"Kau hebat, Andi! Kau hebat!" teriak ayahnya dengan suara bergetar.
Andi tersenyum di antara air mata kebahagiaan. "Terima kasih, Ayah. Ini semua berkat dukungan dan doa Ayah."
Mereka berdiri bersama di tengah lapangan, menyaksikan tepuk tangan yang bergemuruh dari penonton.
Andi menangis dalam bahagia. Perjuangannya selama ini tidak sia-sia. Memori sejak awal mengikuti kompetisi pun berputar di kepalanya.Â
---
Kampung Sukarata masuk ke Kecamatan Sukajadi. Walaupun Kecamatan Sukajadi termasuk kecamatan yang maju dan ramai, tapi tidak dengan Kampung Sukarata yang memang berada di pinggir kecamatan.
Di Kampung Sukarata itu Andi tinggal dan sekolah, di SMA Negeri. Berada di kampung, sekolah Andi tidak punya fasilitas seperti sekolah-sekolah di kota. Termasuk lapangan badminton.
Untuk bermain dan berlatih, menjelang kompetisi, sekolah harus meminjam lapang milik kampung Sukarata. Begitupun dengan raket. Raket yang digunakan Andi terbuat dari kayu tua, peninggalan generasi sebelumnya.
Meskipun demikian, semangat Andi dan teman-temannya tidak pernah padam. Mereka berlatih setiap hari, dibimbing oleh ayah Andi yang menjadi pelatih sukarela di sekolah.
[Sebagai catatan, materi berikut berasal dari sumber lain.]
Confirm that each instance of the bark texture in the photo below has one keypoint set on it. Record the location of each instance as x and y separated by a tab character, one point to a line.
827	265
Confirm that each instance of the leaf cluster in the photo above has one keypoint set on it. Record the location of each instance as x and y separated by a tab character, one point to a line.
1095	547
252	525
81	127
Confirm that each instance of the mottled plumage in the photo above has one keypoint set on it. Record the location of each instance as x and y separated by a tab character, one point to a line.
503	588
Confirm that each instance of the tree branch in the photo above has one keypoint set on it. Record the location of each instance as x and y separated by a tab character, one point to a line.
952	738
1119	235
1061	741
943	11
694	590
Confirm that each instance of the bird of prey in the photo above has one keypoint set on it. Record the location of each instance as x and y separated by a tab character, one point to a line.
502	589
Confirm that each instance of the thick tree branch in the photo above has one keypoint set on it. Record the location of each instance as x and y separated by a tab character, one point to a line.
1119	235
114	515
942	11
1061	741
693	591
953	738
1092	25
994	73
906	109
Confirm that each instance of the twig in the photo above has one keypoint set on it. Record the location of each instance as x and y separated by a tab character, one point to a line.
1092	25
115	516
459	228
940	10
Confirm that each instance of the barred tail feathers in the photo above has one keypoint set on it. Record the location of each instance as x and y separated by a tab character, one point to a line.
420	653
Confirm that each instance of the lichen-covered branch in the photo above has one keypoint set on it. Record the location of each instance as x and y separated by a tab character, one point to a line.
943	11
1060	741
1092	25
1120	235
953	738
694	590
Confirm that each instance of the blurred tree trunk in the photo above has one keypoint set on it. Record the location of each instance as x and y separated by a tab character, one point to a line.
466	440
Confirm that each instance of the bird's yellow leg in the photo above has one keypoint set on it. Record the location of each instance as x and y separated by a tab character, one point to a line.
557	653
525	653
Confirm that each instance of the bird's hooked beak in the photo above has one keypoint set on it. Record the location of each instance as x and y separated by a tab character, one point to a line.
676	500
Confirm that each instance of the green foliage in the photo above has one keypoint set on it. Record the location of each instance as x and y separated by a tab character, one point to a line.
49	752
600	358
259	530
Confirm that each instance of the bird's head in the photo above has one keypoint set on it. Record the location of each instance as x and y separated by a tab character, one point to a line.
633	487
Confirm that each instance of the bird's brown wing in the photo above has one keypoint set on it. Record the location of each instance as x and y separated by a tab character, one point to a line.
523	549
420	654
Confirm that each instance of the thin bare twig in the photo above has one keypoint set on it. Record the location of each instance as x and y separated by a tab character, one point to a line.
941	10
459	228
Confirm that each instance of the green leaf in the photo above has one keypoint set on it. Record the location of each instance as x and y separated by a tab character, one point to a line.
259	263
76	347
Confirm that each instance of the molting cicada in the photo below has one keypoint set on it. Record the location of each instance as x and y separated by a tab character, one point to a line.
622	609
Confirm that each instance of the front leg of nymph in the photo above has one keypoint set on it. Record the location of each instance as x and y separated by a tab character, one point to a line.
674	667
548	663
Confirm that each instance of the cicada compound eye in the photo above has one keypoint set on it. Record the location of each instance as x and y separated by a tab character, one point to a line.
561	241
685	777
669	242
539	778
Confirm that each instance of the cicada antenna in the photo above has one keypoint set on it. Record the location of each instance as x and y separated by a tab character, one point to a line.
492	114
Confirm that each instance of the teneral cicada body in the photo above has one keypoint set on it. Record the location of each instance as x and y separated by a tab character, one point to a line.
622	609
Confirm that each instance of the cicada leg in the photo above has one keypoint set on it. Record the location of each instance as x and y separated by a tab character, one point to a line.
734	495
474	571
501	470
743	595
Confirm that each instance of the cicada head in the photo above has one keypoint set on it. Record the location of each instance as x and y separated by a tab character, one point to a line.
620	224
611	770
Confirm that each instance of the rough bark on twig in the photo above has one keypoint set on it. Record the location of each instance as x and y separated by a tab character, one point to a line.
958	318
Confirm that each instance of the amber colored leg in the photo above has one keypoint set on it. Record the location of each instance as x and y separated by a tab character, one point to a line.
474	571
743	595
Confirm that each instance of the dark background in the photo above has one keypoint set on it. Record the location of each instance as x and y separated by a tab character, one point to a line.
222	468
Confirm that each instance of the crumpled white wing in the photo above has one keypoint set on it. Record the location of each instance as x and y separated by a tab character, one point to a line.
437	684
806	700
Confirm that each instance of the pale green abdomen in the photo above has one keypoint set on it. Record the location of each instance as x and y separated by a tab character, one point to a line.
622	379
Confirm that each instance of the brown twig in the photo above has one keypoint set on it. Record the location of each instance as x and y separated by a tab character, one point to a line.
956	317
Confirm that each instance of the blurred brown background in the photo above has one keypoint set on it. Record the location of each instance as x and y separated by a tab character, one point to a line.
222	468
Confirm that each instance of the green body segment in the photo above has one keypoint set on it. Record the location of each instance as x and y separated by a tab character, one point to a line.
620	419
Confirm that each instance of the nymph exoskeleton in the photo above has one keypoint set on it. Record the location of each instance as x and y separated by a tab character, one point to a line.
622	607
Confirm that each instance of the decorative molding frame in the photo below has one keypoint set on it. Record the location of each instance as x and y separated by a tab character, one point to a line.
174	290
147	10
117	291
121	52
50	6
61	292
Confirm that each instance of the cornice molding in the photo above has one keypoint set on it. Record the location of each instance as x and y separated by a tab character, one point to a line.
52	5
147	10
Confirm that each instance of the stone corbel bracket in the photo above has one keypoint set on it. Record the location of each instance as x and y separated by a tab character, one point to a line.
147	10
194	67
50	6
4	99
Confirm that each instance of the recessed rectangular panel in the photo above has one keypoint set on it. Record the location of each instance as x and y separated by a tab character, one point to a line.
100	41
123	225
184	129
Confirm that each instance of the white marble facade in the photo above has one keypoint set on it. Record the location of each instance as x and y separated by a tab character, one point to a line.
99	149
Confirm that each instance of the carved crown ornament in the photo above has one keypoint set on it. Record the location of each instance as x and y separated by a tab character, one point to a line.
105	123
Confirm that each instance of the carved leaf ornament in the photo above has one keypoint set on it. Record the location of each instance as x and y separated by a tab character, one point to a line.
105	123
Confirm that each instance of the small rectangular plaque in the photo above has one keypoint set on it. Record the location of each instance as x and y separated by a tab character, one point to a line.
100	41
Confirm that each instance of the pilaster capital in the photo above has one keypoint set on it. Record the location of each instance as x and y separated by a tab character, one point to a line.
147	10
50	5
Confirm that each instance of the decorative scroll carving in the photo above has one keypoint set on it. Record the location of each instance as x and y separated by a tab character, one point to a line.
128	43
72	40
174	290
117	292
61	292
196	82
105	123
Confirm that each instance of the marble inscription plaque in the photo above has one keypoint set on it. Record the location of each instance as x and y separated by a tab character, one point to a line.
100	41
Ketika sekolah mengumumkan kompetisi antar SMA, Andi melihat ini sebagai kesempatan besar, untuk mengangkat pamor sekolahnya,juga nama kampungnya. Sekolah mengutus Andi dan dua orang temannya untuk berlaga di kompetisi se-kecamatan.
Walaupun banyak yang meragukan kemampuan anak-anak Kampung Sukarata, tapi Andi dan kawan-kawan tetap optimis.